ESPAÑA - Sandra Zamorano Cantavella reclamó desde sus redes sociales "el derecho a dar el pecho a tu hijo cuando y donde quieras". Esta mujer, madre dos hijos y residente en Barcelona, denunció que la expulsaron de una zona de la piscina municipal de Montcada por amamantar su bebé de seis meses. Según cuenta, el recepcionista le pidió que, por pudor, se fuera al vestuario a hacerlo. Zamorano asegura que la compañía le ha pedido disculpas, alegando que dar el pecho no está prohibido en sus instalaciones.

El altercado ocurrió el pasado 12 de julio, pero su mensaje publicado en Facebook que relata los acontecimientos se ha hecho viral con cientos de me gusta y comentarios, y ha sido denunciado en distintos programas de televisión, señala El País.

“Quiero compartir con vosotros un desafortunado incidente que me ha pasado hoy en el interior de la instalación Montcada Aqua (gimnasio municipal de mi población)”, comienza esta madre en la red social. Según relata, era la segunda vez que acudía al recinto con su bebé Nil. De repente, el pequeño empezó a quejarse de hambre, y ella decidió sentarse en el borde de la piscina y darle de mamar.

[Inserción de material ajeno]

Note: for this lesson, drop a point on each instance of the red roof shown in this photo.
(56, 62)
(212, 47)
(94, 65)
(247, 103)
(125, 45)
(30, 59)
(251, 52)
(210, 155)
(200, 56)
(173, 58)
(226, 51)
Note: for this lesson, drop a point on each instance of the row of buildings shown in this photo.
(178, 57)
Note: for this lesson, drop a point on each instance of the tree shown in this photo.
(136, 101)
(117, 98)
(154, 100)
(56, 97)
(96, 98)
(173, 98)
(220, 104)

“Nadie me miraba, hasta que llegó el recepcionista”, prosigue. Fue entonces cuando el trabajador la invitó a irse al vestuario para seguir dando el pecho a su pequeño. Según cuenta esta madre, el empleado comparó dar de mamar con otras actividades que no se pueden hacer en el recinto, “como que tampoco está permitido que los niños anden desnudos por aquí, esto es lo mismo". La mujer, que reconoce que en un primer momento no supo reaccionar, hizo caso al recepcionista, pero luego decidió poner una hoja de reclamaciones y abandonar el recinto.

“Mientras hacía la reclamación, le he preguntado si alguien se le ha quejado y me ha dicho que no. Os pido, por favor, que compartáis esta publicación, ya no por mí, sino por todas las madres lactantes que alguna vez se han sentido discriminadas y les han pedido que se tapen o que se escondan”, anima la mujer en Facebook. “(...) El problema no lo tiene la persona que da el pecho, sino el que mira y lo ve como algo obsceno y no como algo natural y precioso... En los 26 meses que le di el pecho a Jan (mi primer hijo), nunca me había pasado una situación igual, y la verdad es que no es nada agradable. No puedo explicar con palabras cómo me he sentido; ni el nudo que tengo en el estómago y la rabia, pena y cantidad de emociones que siento y que por desgracia no son nada buenas... Lo dicho, compartid y empoderaos, mamás lactantes, porque nuestros pechos son el sustento de nuestros pequeños”.

Tras la denuncia, la empresa emitió un comunicado en el que alegan que dar el pecho en el recinto no está prohibido: “Pedimos públicamente disculpas a una madre por el malentendido de un trabajador, que además respeta y defiende la lactancia materna, con la interpretación de la normativa de seguridad e higiene actual (para los riesgos y prevención de la covid-19) dentro de las instalaciones. Y añaden: “En ningún momento se quería prohibir o evitar que la mujer pudiera dar el pecho. Pedimos que se detenga el linchamiento sufrido por este trabajador en las redes sociales. Lamenta el incidente y está preocupado por la situación provocada”.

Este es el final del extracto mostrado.